How Disc supports rural and wildlife crime reduction
The National Wildlife Crime Unit has adopted Disc as its information-sharing platform. This follows the decision by the national police-led operation tackling hare coursing and poaching, Operation Galileo, to use Disc, and the system’s adoption by two police forces to support their local rural crime reduction efforts.
The NWCU’s job is to obtain and disseminate information from a wide range of organisations, and assist police forces across the UK in wildlife crime investigation. Its current priorities focus on trade in endangered species, cyber-enabled wildlife crime, poaching and hare coursing, and crime related to badgers, bats, freshwater pearl mussels and birds of prey.
Information gathered by the NWCU, as well as Op Galileo, needs to be disseminated quickly and efficiently to rural crime police officers throughout the country. Because each Disc system can link directly with any other, not only does this support closer and more effective interworking between the two organisations but also with police officers countrywide.
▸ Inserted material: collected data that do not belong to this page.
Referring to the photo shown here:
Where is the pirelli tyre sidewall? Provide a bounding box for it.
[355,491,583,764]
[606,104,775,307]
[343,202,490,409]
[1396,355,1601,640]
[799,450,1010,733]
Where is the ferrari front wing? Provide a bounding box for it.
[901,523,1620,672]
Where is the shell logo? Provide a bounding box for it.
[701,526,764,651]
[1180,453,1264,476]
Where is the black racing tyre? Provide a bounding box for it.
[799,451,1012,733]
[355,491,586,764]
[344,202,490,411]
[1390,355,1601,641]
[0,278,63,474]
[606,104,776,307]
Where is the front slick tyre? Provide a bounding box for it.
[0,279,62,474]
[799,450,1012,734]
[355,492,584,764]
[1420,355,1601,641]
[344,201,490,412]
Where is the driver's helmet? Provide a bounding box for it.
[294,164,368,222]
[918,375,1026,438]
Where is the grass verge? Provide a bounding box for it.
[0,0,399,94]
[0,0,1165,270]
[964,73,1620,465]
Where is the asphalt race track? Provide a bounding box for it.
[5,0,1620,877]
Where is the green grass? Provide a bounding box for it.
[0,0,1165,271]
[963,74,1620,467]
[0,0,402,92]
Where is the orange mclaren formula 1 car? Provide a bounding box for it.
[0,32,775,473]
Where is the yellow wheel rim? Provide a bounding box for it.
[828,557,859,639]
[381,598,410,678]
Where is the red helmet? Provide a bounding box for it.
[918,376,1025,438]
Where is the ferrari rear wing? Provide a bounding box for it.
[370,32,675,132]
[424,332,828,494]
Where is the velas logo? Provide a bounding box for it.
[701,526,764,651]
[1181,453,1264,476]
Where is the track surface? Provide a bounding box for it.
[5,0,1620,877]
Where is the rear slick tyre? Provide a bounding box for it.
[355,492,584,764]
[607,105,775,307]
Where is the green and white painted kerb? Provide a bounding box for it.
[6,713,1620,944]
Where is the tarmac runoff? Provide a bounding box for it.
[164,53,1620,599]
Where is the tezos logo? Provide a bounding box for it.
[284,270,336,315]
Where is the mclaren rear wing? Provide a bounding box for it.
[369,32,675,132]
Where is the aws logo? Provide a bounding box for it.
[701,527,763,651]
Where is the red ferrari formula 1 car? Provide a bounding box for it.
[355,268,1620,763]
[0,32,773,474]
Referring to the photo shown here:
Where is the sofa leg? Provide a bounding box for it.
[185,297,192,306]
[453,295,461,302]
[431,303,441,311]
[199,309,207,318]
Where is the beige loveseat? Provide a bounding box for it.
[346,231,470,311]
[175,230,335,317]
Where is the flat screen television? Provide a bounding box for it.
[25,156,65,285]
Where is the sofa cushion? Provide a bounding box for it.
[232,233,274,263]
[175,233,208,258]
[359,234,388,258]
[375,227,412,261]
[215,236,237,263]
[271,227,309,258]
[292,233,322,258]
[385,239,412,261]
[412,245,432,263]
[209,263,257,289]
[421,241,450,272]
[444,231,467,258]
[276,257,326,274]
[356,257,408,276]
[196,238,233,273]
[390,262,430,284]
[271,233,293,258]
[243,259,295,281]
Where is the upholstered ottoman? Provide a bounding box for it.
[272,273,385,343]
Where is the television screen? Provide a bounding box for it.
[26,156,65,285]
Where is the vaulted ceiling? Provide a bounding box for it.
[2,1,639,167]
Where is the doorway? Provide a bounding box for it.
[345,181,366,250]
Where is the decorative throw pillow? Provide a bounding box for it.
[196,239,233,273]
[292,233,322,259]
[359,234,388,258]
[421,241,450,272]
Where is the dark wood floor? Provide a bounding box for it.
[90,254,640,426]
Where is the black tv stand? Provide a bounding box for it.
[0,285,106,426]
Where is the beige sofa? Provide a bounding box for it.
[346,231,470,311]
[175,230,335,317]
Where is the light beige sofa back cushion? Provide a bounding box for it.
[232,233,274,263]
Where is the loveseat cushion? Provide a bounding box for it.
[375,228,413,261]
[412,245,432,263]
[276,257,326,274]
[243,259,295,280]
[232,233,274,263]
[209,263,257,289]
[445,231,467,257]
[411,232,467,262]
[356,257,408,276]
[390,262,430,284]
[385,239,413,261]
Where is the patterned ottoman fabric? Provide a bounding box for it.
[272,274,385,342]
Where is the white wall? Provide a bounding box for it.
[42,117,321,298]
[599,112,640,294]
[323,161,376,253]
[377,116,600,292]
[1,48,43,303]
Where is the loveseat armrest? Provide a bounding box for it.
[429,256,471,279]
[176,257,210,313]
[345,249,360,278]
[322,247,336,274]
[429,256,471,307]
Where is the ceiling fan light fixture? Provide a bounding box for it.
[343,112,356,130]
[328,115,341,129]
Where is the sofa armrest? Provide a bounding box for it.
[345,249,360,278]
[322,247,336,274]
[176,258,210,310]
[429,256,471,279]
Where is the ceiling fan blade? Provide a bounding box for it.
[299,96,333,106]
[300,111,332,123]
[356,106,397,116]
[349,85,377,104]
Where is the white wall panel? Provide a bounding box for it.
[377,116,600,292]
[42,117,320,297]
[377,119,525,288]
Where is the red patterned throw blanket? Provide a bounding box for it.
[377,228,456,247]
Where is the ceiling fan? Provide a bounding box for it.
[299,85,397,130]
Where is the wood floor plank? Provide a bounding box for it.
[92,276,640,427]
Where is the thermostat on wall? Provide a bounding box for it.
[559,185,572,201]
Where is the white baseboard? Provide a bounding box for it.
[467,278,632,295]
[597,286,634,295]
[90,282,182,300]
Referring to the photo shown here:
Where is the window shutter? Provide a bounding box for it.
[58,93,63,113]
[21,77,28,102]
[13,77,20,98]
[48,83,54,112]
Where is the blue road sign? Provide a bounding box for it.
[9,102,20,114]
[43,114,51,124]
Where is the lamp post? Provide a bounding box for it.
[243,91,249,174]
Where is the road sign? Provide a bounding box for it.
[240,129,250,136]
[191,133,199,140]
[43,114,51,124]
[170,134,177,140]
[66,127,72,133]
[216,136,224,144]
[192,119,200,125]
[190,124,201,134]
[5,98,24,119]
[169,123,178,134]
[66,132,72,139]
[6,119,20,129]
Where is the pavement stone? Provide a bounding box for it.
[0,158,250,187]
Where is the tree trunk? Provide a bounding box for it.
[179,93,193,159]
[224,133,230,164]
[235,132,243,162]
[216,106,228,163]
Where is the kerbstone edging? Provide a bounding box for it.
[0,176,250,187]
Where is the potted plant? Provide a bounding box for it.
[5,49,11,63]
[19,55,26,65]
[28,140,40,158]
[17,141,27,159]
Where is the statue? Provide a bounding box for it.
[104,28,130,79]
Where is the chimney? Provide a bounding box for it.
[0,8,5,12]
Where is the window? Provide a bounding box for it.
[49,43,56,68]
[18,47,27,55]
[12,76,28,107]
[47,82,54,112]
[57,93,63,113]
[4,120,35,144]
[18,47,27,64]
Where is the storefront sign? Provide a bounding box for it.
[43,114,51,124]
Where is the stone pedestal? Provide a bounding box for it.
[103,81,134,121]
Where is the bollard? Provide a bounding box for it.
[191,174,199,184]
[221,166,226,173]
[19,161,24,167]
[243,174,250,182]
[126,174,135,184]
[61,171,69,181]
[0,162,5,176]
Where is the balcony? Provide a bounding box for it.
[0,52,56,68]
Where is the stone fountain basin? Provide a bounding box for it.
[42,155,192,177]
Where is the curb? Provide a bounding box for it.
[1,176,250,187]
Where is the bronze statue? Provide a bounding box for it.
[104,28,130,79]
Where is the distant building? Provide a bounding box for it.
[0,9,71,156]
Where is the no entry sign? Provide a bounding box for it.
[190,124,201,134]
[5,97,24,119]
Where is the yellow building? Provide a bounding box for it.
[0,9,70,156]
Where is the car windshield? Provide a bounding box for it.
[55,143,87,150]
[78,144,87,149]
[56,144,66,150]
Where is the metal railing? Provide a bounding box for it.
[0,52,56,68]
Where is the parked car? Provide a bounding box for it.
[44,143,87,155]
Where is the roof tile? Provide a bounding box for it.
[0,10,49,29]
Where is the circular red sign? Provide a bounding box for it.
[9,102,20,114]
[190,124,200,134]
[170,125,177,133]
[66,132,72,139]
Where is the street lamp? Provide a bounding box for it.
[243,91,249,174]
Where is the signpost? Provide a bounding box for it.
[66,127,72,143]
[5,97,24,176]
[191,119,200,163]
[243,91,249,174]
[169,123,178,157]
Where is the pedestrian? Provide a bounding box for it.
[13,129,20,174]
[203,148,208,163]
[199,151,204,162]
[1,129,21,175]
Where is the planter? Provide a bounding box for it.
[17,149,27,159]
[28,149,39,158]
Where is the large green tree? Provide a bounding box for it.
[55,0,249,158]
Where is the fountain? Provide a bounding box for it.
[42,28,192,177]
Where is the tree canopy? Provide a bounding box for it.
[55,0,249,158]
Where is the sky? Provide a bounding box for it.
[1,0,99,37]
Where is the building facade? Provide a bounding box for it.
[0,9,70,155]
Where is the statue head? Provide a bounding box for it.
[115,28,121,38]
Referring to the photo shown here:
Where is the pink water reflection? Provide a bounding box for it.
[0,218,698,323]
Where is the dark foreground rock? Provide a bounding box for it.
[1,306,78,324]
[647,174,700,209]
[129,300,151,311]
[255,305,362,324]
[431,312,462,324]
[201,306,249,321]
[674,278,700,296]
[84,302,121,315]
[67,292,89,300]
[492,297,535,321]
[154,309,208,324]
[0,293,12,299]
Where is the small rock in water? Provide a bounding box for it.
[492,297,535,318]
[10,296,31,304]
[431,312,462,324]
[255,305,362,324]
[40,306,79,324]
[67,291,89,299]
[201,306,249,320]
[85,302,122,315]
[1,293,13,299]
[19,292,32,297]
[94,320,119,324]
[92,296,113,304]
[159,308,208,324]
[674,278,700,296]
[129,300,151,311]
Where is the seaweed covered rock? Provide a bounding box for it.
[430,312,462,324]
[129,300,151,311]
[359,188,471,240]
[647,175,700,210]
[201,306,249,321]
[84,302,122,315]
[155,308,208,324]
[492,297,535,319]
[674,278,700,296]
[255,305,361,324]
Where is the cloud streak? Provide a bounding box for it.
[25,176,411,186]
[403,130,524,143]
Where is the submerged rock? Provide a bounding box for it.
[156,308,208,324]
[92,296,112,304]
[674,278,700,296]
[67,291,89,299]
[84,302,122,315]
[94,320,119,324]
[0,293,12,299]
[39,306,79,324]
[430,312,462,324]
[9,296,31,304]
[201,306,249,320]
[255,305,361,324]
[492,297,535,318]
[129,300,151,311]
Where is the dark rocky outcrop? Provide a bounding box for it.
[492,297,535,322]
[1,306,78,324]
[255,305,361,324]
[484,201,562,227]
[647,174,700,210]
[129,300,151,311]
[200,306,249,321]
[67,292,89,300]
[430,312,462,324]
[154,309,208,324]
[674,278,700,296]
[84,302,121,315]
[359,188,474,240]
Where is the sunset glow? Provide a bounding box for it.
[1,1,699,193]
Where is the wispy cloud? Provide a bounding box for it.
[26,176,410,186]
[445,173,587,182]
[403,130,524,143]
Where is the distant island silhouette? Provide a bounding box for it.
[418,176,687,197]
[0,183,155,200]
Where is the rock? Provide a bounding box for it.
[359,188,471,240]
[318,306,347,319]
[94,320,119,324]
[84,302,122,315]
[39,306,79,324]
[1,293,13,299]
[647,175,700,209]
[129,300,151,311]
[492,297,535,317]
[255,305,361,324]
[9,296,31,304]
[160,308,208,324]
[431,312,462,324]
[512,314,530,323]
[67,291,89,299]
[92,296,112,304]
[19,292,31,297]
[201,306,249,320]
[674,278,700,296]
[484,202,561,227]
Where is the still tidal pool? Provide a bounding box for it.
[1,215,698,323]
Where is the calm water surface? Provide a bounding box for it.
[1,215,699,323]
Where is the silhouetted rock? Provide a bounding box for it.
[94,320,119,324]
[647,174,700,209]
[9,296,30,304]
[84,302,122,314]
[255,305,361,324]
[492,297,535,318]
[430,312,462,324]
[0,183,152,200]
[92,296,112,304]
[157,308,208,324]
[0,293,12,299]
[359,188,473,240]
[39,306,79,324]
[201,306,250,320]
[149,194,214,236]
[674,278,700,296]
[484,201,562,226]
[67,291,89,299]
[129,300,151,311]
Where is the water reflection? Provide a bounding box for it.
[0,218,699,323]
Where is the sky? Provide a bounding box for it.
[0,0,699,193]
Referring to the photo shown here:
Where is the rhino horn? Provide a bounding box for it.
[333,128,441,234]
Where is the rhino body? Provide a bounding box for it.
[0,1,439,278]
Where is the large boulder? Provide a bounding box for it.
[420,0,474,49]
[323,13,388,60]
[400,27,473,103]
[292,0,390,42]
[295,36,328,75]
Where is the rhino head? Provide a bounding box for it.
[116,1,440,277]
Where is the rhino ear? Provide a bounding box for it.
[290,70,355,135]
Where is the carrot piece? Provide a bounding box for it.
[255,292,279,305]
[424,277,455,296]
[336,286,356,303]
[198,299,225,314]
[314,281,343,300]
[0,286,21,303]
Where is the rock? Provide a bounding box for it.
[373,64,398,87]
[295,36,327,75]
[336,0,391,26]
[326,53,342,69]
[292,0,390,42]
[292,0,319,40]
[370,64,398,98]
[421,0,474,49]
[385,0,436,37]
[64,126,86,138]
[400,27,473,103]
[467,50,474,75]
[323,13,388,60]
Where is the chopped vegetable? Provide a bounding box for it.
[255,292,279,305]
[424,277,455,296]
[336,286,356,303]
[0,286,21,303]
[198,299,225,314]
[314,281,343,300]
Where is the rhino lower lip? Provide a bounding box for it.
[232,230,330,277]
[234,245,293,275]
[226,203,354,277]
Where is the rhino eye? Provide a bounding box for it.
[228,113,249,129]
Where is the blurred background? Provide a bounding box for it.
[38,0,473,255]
Linking the Disc systems at the NWCU and Op Galileo with police forces’ own Disc systems – currently implemented by rural crime reduction teams in two constabularies – means this information can be disseminated not only to local police officers but also direct to rural businesses and other relevant groups throughout each forces’ area.
Says Disc Managing Director Steve Lang: “Rural crime is highly sophisticated, and criminals are highly mobile. We’re excited to see Disc playing a role in keeping police across the country informed about rural crime and the criminals behind it and, at local level, better prepared to identify it, and address it, when it occurs in their own area”.